When he joined them, standing nearest Riley, he touched her lightly, his large hand sliding down her back to rest near her waist in a gesture that was curiously possessive.

"Hey," he said.

Riley, not a woman to be possessed, would have protested. Except that the instant he touched her, a hot shiver started somewhere near her toes and spread upward through her entire body in pulsing waves until she felt like she herself was radiating something primal.

Heat. Pure heat. And she recognized the sensation, even if the degree of it was rather astonishing.

Oh. Oh, shit.

She had taken a lover. Only it wasn't the sheriff.

"Hey, Ash," she said calmly, and bit into the PowerBar.

She needed energy. She needed all the energy she could get.

"I would have called you," Jake was saying to Ash. "But I knew you had court, so-"

"Postponed," Ash said, looking at the sheriff. "Besides which, murder ranks higher on the list of my priorities than breaking and entering. That case can wait."

He had a beautiful voice, Riley thought. Deep and rich and curiously fluid. Probably handy for a lawyer. Which, she assumed from the conversation, he was.

Jake grunted. "You usually work from reports and crime-scene photographs."

A prosecutor, I'm guessing.

"This is something special. Obviously." He had turned his gaze to the center of the clearing, watching as the headless corpse was zipped into a black body bag. "No idea who he is?"

"Not so far. We fingerprinted him first thing, but his prints aren't in the database."

"And no sign of his head," Riley said, feeling she would be expected to participate in the conversation.

"To delay identification, maybe?" Ash suggested.

Frowning, Jake said, "Take a look around you. If somebody just wanted somebody else dead and not identified, leaving a headless corpse in a ditch or thrown into the ocean makes sense. But left in a fairly public area, strung up and tortured over an altar and inside a circle of salt?"

"Salt?"

"It's used in some occult rituals," Riley said.

Ash looked at her. "Yesterday you seemed pretty sure that whatever's going on around here had nothing to do with the occult."

Oh, shit. Was that a professional opinion, or just pillow talk? And would I have told you the truth, whatever I believed?

Not that she could ask, of course.

Instead, calmly, she said, "Well, that was before this happened. And Jake's right-this is a very public way to leave a murder victim if all the killer wants is to delay identification. Whether or not it's some kind of occult ritual, I can't say. Yet, anyway."

One of his slanted brows rose. "So Jake asked you for help? Officially?"

"Not exactly. Not officially."

"She has resources I don't, Ash," Jake said.

"She's on vacation."

"I'll make sure she doesn't lose vacation days helping with this."

"She'll do just that if she's in this investigation unofficially, on her own time."

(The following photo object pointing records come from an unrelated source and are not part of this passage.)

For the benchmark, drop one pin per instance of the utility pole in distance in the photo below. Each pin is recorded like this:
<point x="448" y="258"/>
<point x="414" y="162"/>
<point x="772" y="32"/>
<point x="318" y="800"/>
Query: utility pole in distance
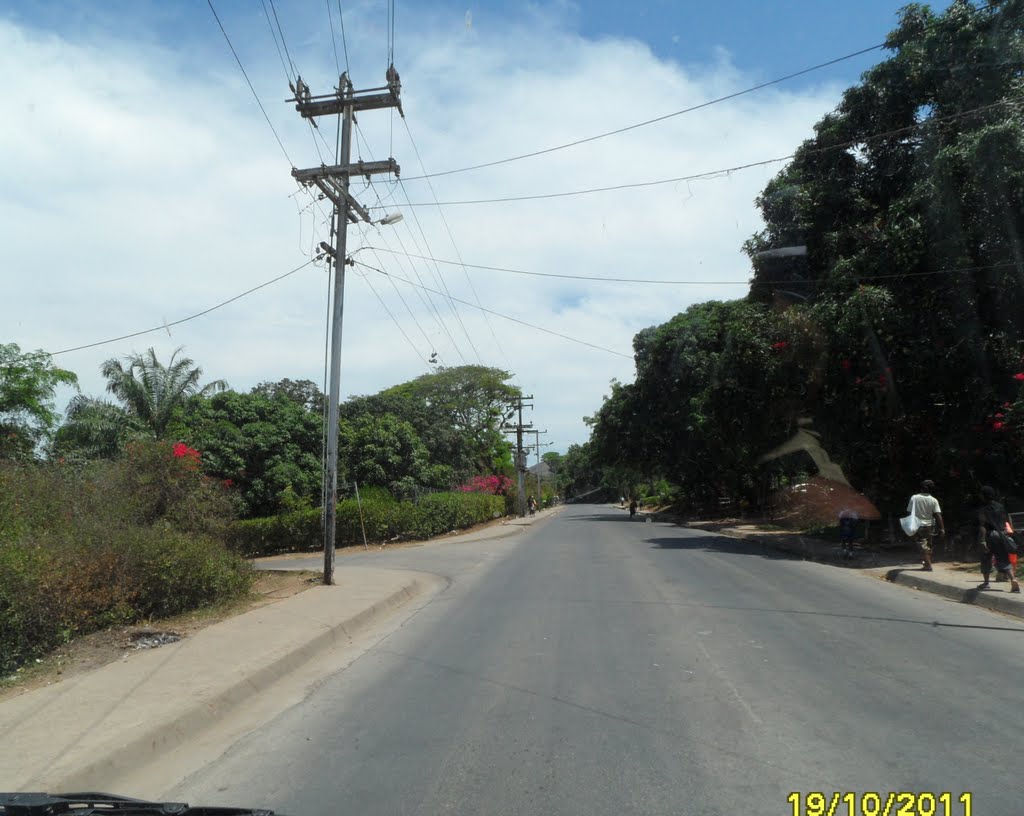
<point x="334" y="184"/>
<point x="520" y="454"/>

"At least you're admitting there's something to investigate."

"A murder, Jake. Whatever all the bells and whistles are, it's just a murder."

"You don't know that. I don't know that. Riley can help find out what it is or isn't."

"If you need help, ask for it officially-through the FBI. Let them send an agent down here."

"They have an agent down here."

Riley was suddenly aware that the hand still touching her back was exuding tension and…something else, something more she could feel but not quite get a handle on. Danger? Warning?

She stepped away from that hand abruptly and turned to face the two men, conjuring a pleasant smile. "Still here, boys."

Ash was expressionless, but Jake pulled on his sheepish face.

"Sorry, Riley, but-"

"Don't talk about me as if I weren't," she added gently.

Evenly, Ash said, "You're here on vacation. To rest and relax, remember? After a year of tough cases, you said, the most recent of which nearly got you killed."

"I didn't say it nearly got me killed," she objected, hoping to hell she hadn't. "I said it was rough and it was a close call. But obviously not too close, since I don't have a mark on me."

She offered that deliberately, watching him for the slightest reaction. And-dammit-saw a disquieting gleam in those green eyes.

A familiar gleam.

The shower stall was full of steam-the whole damn bathroom, in fact-by the time they turned the water off and made it to the bed.